Blinken, in a Twitter post on Tuesday, said he joined “those calling for greater accountability and protections for Mexican journalists.”
“What he’s saying is not true,” Lopez Obrador said at a regular news conference. “Of course, it’s very unfortunate that there are murders of journalists. … In all cases we’re doing something about it, there is no impunity, these are not state crimes.”
A string of Mexican journalists have been killed this year, prompting U.S. lawmakers to pressure Mexico to step up protections.
“The high number of journalists killed in Mexico this year and the ongoing threats they face are concerning,” Blinken said in his Twitter post.
“My heart goes out to the loved ones of those who gave their lives for the truth,” said Blinken.
According to human rights organization Article 19, around 145 journalists were killed in Mexico from 2000 to 2021, making it one of the deadliest countries in the world for people involved in such work.
“He is misinformed because otherwise he would be acting in bad faith,” said Lopez Obrador, who on Monday urged the U.S. government to stop funding groups in Mexico that are critical of his administration.
Lopez Obrador called that financial support a “shame” and a breach of Mexico’s sovereignty.
Mexican Foreign Minister Marcelo Ebrard later shared on Twitter a letter he sent to Blinken, highlighting illegal firearms trafficked from the United States which he said may be used in the murder of journalists.

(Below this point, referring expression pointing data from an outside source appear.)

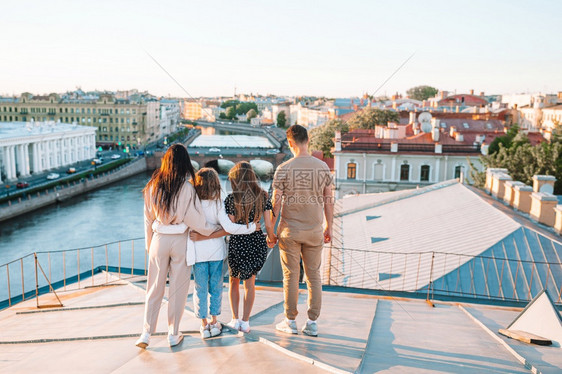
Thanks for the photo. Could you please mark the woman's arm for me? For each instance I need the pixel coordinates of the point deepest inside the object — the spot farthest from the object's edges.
(269, 223)
(195, 236)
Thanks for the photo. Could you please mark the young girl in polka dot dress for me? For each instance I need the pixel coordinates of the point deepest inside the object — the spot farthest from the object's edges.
(246, 253)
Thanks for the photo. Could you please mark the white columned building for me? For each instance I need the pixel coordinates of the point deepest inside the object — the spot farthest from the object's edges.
(27, 148)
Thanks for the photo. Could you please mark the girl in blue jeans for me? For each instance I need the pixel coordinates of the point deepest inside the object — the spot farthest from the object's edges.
(206, 253)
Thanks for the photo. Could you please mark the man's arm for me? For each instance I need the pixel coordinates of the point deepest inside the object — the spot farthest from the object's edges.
(328, 212)
(276, 201)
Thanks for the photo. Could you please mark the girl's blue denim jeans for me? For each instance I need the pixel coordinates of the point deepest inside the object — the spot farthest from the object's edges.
(208, 282)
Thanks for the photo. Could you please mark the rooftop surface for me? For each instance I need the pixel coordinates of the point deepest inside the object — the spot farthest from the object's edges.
(96, 329)
(450, 237)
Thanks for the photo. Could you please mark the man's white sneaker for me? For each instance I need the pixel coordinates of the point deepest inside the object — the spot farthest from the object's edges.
(143, 341)
(311, 328)
(174, 340)
(287, 325)
(245, 326)
(205, 333)
(216, 329)
(234, 324)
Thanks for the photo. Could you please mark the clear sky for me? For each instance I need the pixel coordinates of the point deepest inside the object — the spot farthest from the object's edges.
(292, 47)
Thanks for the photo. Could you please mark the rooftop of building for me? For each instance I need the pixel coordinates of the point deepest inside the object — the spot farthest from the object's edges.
(10, 130)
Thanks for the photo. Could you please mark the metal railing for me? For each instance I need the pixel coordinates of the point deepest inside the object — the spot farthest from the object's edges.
(42, 272)
(439, 274)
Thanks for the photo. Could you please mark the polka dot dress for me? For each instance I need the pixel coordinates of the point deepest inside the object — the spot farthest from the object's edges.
(246, 253)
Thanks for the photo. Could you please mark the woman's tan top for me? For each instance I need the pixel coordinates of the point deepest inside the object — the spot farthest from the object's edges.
(187, 209)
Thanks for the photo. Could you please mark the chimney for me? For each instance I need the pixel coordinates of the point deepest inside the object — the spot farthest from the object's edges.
(543, 183)
(452, 131)
(558, 219)
(338, 141)
(489, 177)
(509, 192)
(498, 184)
(542, 207)
(522, 198)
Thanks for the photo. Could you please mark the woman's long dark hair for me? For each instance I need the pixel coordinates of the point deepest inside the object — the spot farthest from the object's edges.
(166, 182)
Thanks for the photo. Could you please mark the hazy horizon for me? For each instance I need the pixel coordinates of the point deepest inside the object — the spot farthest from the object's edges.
(292, 48)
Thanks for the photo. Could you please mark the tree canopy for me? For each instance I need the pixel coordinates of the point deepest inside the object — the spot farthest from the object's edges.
(422, 92)
(239, 107)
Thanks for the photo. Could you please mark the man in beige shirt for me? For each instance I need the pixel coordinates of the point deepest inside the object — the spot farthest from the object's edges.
(302, 193)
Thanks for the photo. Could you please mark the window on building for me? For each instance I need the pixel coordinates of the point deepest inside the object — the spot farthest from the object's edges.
(458, 171)
(424, 173)
(404, 172)
(351, 170)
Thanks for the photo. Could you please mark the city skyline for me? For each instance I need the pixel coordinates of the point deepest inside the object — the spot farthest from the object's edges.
(291, 49)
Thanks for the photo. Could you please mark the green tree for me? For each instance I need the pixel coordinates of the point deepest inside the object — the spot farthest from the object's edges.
(251, 114)
(229, 103)
(322, 137)
(281, 119)
(230, 112)
(369, 118)
(422, 92)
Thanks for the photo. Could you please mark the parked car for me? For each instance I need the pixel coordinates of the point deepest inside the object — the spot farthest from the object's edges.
(53, 176)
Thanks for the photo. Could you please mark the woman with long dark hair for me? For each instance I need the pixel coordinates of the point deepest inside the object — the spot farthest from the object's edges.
(169, 199)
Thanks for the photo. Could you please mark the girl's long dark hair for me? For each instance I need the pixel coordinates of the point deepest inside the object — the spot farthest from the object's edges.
(247, 193)
(166, 182)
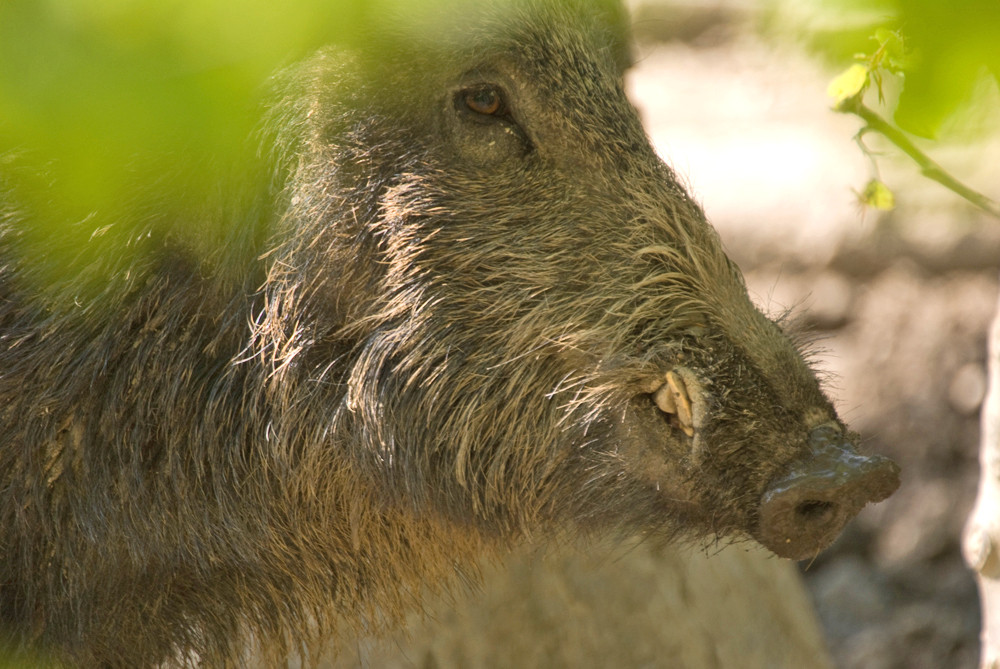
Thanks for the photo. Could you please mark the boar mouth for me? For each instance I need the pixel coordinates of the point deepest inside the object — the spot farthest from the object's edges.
(804, 510)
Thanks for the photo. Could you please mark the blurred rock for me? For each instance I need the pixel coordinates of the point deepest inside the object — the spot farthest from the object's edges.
(631, 605)
(968, 388)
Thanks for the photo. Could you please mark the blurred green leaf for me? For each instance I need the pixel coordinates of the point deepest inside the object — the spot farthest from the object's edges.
(848, 83)
(878, 196)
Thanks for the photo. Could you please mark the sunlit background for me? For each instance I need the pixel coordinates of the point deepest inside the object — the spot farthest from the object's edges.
(106, 97)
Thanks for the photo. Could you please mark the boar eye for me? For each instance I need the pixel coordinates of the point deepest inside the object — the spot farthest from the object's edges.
(485, 100)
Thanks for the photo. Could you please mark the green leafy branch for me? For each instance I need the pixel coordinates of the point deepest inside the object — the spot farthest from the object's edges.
(848, 90)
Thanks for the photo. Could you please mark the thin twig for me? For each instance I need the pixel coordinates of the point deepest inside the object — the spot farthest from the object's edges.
(928, 167)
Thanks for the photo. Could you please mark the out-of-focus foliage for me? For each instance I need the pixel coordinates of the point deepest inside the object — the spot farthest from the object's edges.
(942, 50)
(129, 119)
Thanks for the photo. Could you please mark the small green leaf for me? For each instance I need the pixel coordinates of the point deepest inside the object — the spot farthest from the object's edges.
(848, 83)
(878, 196)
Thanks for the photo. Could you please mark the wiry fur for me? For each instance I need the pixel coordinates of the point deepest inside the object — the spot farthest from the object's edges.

“Mexico and the United States have a mechanism for dialogue and cooperation … in which we advance on various topics of interest such as the illicit trafficking of firearms, which are used in most of the homicides committed in Mexico, and that presumably were also used against journalists,” Ebrard said in the letter.
The Mexican government launched a lawsuit last year against several American arms manufacturers, alleging they knew their practices had encouraged illegal arms trafficking into Mexico, helping to cause thousands of gangland deaths. The arms industry has rejected Mexico’s allegations.